E nella galleria di ciò che non è e che mai più sarà, mettiamoci anche scampoli di storia decisamente minore: la carovana di tifosi che in bicicletta raggiunge lo stadio di Padova in occasione di un’edizione del derby datata anni ‘90, le bandiere rossoblù fatte a mano dalle madri o dalle mogli dei tifosi che tanto stupirono Gaetaniello, allora general manager Benetton, il maialino vivo lanciato (vi furono passi presso la Protezione animali) all’indirizzo della panchina di Vittorio Munari in un derby al Battaglini degli anni ’80, Memo Geremia che, a fine partita, chiede al responsabile dello spogliatoio di Rovigo un secchio in prestito, si sente rispondere che “no ghé seci pai padovani ki!” e il lunedì successivo fa recapitare all’onesto lavoratore e tifoso una batteria di contenitori nuovi di zecca, reperiti in Padova presso la premiata ditta Morassutti.

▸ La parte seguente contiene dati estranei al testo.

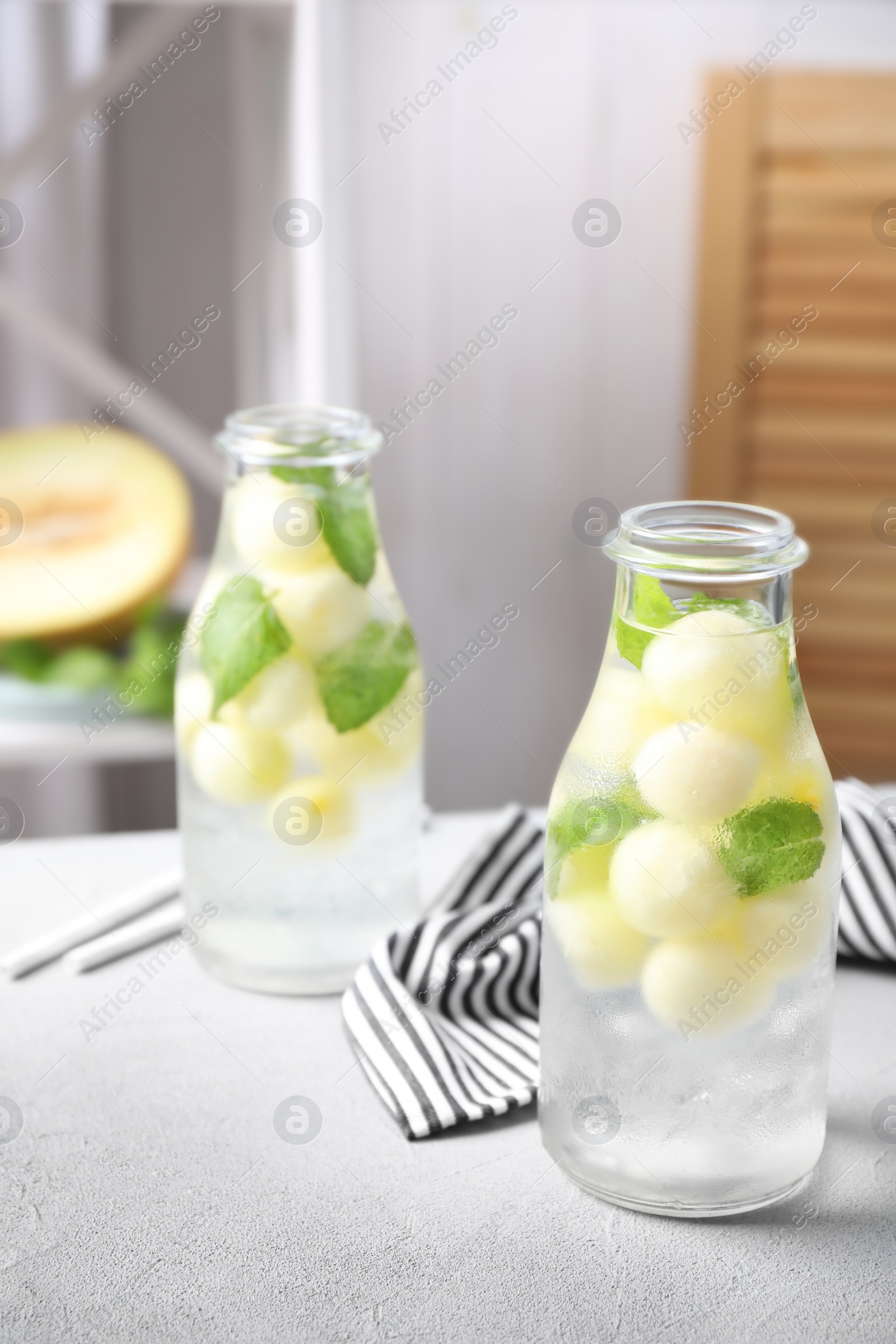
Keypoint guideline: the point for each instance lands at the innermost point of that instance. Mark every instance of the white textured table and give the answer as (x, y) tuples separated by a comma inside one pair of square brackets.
[(150, 1198)]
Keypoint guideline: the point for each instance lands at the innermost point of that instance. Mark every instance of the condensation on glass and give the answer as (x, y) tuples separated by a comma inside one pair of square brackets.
[(298, 706), (692, 878)]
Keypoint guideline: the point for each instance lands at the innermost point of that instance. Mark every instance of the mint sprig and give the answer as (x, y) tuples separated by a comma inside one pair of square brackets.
[(348, 528), (595, 820), (359, 678), (242, 640), (652, 606), (772, 846)]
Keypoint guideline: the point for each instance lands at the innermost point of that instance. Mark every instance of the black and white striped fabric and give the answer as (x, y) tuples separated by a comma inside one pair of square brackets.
[(445, 1018), (868, 892)]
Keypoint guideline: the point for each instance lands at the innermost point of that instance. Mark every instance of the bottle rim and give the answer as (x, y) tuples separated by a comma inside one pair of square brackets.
[(291, 435), (707, 536)]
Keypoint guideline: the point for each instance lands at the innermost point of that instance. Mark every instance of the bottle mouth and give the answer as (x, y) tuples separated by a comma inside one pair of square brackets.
[(288, 435), (707, 536)]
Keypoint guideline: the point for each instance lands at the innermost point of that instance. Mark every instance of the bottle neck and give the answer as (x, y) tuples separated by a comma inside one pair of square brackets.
[(651, 603)]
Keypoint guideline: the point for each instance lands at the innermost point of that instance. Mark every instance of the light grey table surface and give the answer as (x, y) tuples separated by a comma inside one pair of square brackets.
[(150, 1198)]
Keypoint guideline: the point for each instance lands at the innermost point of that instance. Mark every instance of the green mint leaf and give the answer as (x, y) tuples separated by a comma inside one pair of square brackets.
[(631, 640), (305, 475), (359, 679), (348, 528), (753, 612), (82, 667), (29, 659), (652, 606), (245, 637), (772, 846), (348, 531), (595, 820)]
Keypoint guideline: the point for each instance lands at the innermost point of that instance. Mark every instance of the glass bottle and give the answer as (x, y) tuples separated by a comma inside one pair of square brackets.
[(297, 714), (692, 877)]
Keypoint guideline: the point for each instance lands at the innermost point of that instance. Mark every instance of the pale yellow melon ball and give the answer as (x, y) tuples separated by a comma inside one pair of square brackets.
[(193, 706), (696, 774), (713, 667), (238, 765), (367, 754), (276, 525), (668, 885), (601, 948), (585, 870), (700, 984), (315, 807), (320, 609), (621, 716), (282, 693), (781, 932)]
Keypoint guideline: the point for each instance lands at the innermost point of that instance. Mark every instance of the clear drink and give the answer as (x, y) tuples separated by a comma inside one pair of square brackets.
[(692, 882), (298, 714)]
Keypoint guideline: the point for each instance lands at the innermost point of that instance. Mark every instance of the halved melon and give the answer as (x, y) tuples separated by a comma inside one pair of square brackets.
[(106, 526)]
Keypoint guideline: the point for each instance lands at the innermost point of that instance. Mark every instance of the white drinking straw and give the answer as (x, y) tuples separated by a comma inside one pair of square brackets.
[(140, 898), (140, 933)]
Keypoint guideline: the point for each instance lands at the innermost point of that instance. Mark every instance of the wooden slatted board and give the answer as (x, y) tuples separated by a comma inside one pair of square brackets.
[(794, 170)]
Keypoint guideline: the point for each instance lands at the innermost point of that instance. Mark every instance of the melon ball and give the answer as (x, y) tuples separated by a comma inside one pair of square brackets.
[(696, 774), (238, 765), (367, 754), (314, 805), (320, 609), (282, 693), (193, 706), (699, 987), (668, 885), (585, 870), (274, 525), (781, 932), (601, 948), (713, 667), (621, 716)]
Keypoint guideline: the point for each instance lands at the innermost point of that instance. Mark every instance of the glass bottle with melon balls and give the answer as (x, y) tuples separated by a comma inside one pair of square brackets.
[(298, 714), (692, 877)]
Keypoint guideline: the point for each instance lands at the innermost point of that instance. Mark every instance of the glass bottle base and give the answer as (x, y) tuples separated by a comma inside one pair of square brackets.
[(282, 980), (679, 1208)]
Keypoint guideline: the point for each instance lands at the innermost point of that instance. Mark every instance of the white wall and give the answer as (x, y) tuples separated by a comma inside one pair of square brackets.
[(466, 210)]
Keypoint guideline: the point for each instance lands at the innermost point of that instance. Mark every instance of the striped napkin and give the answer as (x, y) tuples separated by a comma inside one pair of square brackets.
[(445, 1016), (868, 892)]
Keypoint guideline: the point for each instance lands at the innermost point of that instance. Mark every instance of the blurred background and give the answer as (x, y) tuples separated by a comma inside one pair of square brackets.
[(120, 222)]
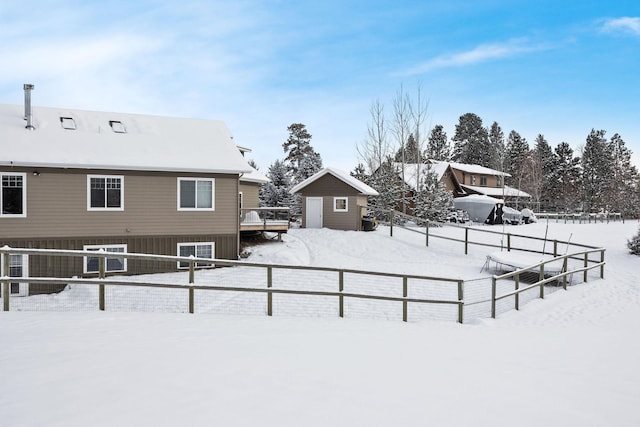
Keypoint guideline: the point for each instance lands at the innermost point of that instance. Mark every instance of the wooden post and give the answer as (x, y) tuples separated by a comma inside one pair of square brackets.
[(493, 297), (405, 293), (269, 294), (102, 272), (6, 291), (427, 232), (517, 305), (586, 264), (192, 272), (460, 302), (341, 288), (466, 241)]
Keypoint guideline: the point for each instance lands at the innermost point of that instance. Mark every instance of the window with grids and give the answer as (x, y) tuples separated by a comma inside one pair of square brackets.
[(340, 204), (105, 192), (196, 193), (92, 264), (197, 250), (18, 267), (13, 195)]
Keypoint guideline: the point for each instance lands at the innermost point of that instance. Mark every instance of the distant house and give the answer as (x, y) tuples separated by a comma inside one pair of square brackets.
[(74, 179), (462, 179), (333, 199)]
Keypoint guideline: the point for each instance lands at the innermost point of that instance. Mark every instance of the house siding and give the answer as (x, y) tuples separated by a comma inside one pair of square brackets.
[(57, 218), (65, 266), (250, 194), (57, 207)]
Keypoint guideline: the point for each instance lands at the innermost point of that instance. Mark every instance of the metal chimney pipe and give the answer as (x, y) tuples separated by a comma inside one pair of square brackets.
[(28, 115)]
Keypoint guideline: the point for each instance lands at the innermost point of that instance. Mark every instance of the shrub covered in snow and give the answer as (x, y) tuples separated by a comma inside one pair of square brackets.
[(634, 244)]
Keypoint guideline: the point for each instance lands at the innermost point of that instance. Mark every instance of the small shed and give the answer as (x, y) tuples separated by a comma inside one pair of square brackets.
[(333, 199)]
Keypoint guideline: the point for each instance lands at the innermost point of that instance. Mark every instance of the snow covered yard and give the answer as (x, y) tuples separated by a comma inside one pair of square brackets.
[(570, 359)]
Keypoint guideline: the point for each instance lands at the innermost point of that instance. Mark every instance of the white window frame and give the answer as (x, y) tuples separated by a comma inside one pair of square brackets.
[(105, 177), (85, 261), (196, 208), (23, 288), (24, 194), (346, 204), (184, 265)]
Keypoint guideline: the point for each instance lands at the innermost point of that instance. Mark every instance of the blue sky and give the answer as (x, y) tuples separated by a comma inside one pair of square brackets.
[(559, 68)]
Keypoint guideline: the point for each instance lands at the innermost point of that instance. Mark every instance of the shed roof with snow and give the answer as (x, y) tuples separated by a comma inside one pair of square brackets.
[(355, 183)]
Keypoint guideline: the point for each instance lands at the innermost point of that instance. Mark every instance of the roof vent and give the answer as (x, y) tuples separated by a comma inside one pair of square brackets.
[(28, 116)]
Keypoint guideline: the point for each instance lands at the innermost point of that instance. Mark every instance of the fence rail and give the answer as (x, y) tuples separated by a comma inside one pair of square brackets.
[(270, 290), (455, 296)]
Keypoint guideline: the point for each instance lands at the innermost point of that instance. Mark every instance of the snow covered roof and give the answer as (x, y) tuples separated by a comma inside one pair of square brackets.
[(254, 176), (497, 191), (476, 169), (101, 140), (341, 175), (413, 172)]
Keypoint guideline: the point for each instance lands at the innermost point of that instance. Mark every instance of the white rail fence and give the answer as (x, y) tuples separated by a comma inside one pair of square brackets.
[(257, 288)]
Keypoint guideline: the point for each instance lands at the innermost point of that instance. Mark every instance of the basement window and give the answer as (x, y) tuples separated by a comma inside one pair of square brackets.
[(117, 126), (68, 123)]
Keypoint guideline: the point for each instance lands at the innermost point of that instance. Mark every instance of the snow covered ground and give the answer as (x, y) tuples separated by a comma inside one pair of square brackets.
[(568, 360)]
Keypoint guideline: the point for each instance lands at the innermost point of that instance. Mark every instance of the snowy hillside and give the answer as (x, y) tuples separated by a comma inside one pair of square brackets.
[(568, 360)]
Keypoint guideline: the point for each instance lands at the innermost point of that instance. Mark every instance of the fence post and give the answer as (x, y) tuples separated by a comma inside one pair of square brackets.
[(269, 294), (427, 232), (341, 288), (517, 304), (466, 241), (192, 272), (405, 293), (102, 271), (460, 302), (6, 292), (586, 264)]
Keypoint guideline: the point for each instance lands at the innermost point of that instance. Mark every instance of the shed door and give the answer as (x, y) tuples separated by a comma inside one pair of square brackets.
[(313, 214)]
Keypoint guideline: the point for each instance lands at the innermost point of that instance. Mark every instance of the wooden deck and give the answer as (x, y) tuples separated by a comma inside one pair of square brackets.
[(265, 219)]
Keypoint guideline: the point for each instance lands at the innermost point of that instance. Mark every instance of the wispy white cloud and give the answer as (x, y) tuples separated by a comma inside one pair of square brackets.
[(481, 53), (625, 25)]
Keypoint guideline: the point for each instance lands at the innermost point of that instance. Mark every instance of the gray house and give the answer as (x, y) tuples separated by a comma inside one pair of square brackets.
[(87, 180), (334, 199)]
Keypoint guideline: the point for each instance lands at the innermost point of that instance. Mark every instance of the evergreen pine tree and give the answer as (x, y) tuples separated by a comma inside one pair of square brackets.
[(496, 147), (438, 147), (596, 171), (634, 244), (297, 146), (564, 180), (387, 183), (432, 200), (622, 195), (276, 191), (516, 154), (471, 141)]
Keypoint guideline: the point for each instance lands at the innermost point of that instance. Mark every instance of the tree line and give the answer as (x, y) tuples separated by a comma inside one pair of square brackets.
[(599, 177)]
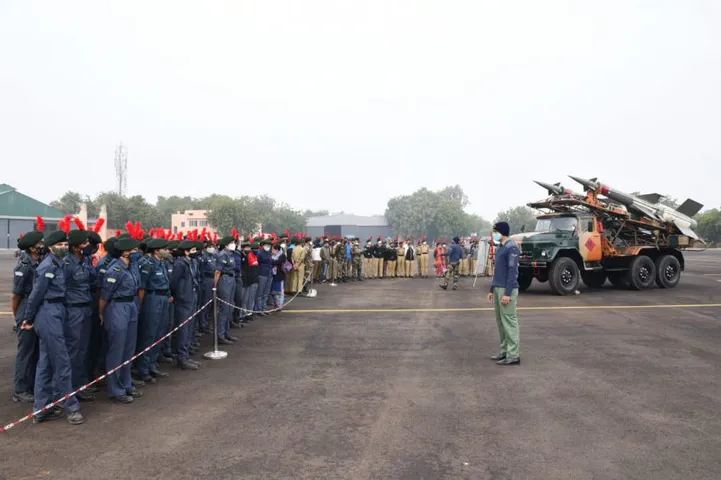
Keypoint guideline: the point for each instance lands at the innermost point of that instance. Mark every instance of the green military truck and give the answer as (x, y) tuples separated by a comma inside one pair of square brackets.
[(580, 238)]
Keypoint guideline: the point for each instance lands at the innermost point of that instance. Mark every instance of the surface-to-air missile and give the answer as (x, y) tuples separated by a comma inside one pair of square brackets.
[(649, 205)]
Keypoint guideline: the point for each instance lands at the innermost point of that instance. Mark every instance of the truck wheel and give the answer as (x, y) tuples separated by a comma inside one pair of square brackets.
[(668, 271), (642, 273), (564, 276), (594, 279), (524, 280), (618, 279)]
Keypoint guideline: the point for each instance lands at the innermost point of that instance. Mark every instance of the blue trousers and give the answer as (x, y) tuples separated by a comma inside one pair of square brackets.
[(155, 314), (77, 337), (184, 334), (249, 292), (226, 291), (53, 377), (121, 327), (261, 296), (26, 359)]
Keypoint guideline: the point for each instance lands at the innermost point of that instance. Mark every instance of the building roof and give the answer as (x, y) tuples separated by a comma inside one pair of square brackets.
[(343, 219), (14, 204)]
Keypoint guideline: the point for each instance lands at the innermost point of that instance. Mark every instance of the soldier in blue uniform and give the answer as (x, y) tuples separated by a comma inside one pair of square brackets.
[(225, 285), (119, 316), (184, 289), (78, 279), (46, 314), (26, 359), (95, 342), (166, 348), (155, 288), (207, 281)]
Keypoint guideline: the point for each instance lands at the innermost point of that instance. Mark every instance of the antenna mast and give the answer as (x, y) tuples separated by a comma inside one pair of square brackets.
[(121, 168)]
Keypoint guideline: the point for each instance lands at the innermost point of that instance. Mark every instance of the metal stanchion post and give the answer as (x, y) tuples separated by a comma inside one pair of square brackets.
[(215, 354)]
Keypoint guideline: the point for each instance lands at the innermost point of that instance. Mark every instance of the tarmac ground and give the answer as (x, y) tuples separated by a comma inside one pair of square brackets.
[(391, 379)]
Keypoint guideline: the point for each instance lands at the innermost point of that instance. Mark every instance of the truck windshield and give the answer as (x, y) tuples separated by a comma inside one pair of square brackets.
[(564, 224)]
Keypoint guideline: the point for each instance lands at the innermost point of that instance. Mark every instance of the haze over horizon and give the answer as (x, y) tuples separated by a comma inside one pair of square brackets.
[(339, 105)]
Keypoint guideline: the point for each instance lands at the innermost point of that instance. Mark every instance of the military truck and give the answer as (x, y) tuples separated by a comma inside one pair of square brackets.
[(584, 238)]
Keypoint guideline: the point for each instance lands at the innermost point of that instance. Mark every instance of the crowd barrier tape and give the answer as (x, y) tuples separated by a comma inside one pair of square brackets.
[(160, 340)]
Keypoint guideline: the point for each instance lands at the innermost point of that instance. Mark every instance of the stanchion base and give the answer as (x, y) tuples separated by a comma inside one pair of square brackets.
[(216, 355)]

La leggenda narra, infine, di un giocatore bianconero particolarmente incline ad avventure galanti fuori provincia, che nel buio di un’alcova improvvisata si sentì rivolgere la seguente accorata preghiera dalla gaudente compagna di ribaltabile, di fede dichiaratamente rossoblù: “Quando… quando è il momento, quando hai finito o stai per… per favore, potresti gridare Forza Rovigo?”. Anche di questo, purtroppo o per fortuna, si è persa traccia. Non la memoria.